Principal Investigators:

Delia Goletti

Tel:+39 06 55170906/954/961
Fax: +39 06 5582825


  • Head of the Translational Research Unit, INMI, Rome, Italy
  • Clinical trials (design, management, interpretation) involving diagnostic tests developed at INMI
  • Project coordination and INMI representative in international collaborations involving development of immune diagnostic tests for infections

Research area

  • Design of new immunodiagnostics for infection with M. tuberculosis
  • Correlates of disease, infection, protection and risk of tuberculosis
  • Characterization of immune-responses induced by chronic infections and by vaccines
  • Biomarkers – assay development and validation
  • Design of clinical trials for new immune diagnostic tests for tuberculosis

General Presentation:

The “Translational research unit” has as its mission to transfer knowledge gained from basic research to the clinic of infectious diseases in order to improve the quality of patient care. In particular, our tasks are to carry out experimental research for the development of new diagnostic and therapeutic approaches aimed at improving care for patients with infectious diseases. In particular we are interested in:

  1. evaluating in vitro tools to distinguish active tuberculosis from latent tuberculosis infection using approaches different from those employed by the commercial interferon-g release assays (IGRA). Therefore, compared to commercial IGRA, we used a different antigen format (peptides selected from ESAT-6 and CFP-10), antigens different from ESAT-6 and CFP-10 as those related with latency (Rv2628, HBHA), immune markers different from IFN-g (IP-10), biological samples different from blood (broncholavage, urine). The studies were performed in Europe (Italy and collaborators from TBnet), Africa (Uganda, Tanzania), Asia (India) by projects funded by the Italian Ministry of Health, European Community, Fondation Mérieux.
  2. studying by cytometry the specific immune response to tuberculosis evaluating the mono-polyfunctional T cells and their phenotype within the CD4 and CD8 T cells

Gian Maria Fimia

Tel: +39 06 55170908/979
Fax: +39.06.5582825


  • Group leader at the Cell Biology Unit, INMI, Rome, Italy
  • Associate Professor of Cell Biology, University of Salento, Lecce, Italy

Research area

  • Characterization of molecular mechanisms that regulate the autophagic process.
  • Role of autophagy in the innate immune response to M. tuberculosis, HCV and HIV infections.
  • Proteomic analysis of host-pathogen interactions.

General Presentation

The Cell Biology laboratory is dedicated to the study of the host cell response to pathogen infections, with particular focus on the role of the apoptotic and autophagic processes. The expertise of the lab includes molecular biology, cell biology, gene expression and proteomics.

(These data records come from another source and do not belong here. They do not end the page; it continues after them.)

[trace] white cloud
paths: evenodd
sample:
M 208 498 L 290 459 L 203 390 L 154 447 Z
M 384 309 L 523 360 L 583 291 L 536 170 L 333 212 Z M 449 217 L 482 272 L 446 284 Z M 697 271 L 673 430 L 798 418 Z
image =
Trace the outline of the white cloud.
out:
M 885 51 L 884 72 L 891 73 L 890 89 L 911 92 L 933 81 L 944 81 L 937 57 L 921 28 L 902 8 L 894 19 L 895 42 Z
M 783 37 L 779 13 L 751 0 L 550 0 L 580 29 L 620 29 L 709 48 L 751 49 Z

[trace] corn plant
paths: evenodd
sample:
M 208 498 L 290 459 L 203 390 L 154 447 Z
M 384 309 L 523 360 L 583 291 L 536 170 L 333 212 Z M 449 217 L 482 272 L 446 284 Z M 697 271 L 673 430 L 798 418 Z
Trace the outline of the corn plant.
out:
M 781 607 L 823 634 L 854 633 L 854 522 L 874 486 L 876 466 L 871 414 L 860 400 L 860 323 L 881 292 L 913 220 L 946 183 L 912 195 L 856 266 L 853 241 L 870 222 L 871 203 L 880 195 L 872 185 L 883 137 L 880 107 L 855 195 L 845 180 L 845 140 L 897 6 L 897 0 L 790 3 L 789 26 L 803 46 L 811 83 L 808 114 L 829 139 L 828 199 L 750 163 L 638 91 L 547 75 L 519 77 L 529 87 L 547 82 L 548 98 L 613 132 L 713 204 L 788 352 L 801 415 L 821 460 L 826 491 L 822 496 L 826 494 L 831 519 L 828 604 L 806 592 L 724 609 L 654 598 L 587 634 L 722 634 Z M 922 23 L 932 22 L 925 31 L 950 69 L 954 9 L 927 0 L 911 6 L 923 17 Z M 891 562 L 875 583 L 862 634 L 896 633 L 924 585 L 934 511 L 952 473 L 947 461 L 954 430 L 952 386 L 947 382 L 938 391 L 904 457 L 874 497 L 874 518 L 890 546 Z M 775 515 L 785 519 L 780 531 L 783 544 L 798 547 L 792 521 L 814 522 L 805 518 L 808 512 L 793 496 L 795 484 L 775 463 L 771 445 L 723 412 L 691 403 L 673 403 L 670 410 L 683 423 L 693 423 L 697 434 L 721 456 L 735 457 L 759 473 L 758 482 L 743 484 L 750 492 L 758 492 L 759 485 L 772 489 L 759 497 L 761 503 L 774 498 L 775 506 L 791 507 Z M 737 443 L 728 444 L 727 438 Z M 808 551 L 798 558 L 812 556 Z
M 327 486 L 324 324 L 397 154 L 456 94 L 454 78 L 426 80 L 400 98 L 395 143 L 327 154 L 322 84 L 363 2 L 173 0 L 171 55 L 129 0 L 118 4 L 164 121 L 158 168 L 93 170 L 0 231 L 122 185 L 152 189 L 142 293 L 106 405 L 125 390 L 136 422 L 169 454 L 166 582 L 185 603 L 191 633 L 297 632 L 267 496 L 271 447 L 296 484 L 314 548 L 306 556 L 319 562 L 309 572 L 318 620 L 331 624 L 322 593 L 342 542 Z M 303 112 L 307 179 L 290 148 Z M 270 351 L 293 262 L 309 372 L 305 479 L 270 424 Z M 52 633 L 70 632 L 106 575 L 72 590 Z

The lab is equipped with a fully automated “systems biology” platform including a MALDI TOF/TOF mass spectrometer, bidimensional gel electrophoresis, HPLC, DNA microarray, as well as with Confocal and Electron Microscopes.

Current research interests related to the proposal are focused on the role of autophagy in innate immune response to M. tuberculosis. In particular, we have shown that MTB inhibits autophagy in human primary macrophages and dendritic cells, and that autologous MTB-specific T cells are able to restore a functional autophagic process.

Our role in the project, in collaboration with Goletti Unit, will be to measure the levels of autophagy in PBMC from M. tuberculosis-infected patients in relation with immune/microbiological/radiological/clinical parameters assessed in different cohorts to assess their potential as correlates of risk of TB disease.

Daniela Maria Cirillo

Tel +39 02.2643.7947
Fax +39 02.2643.5183

Important collaboration to accomplish the project: professor Daniela Maria Cirillo, director of the WHO/Union TB Supranational Reference laboratory and WHO Collaborating Centre for “integrated laboratory strengthening on tuberculosis and other emerging infections”, Emerging Bacterial Pathogens Unit, San Raffaele Scientific Institute, Milan, Italy.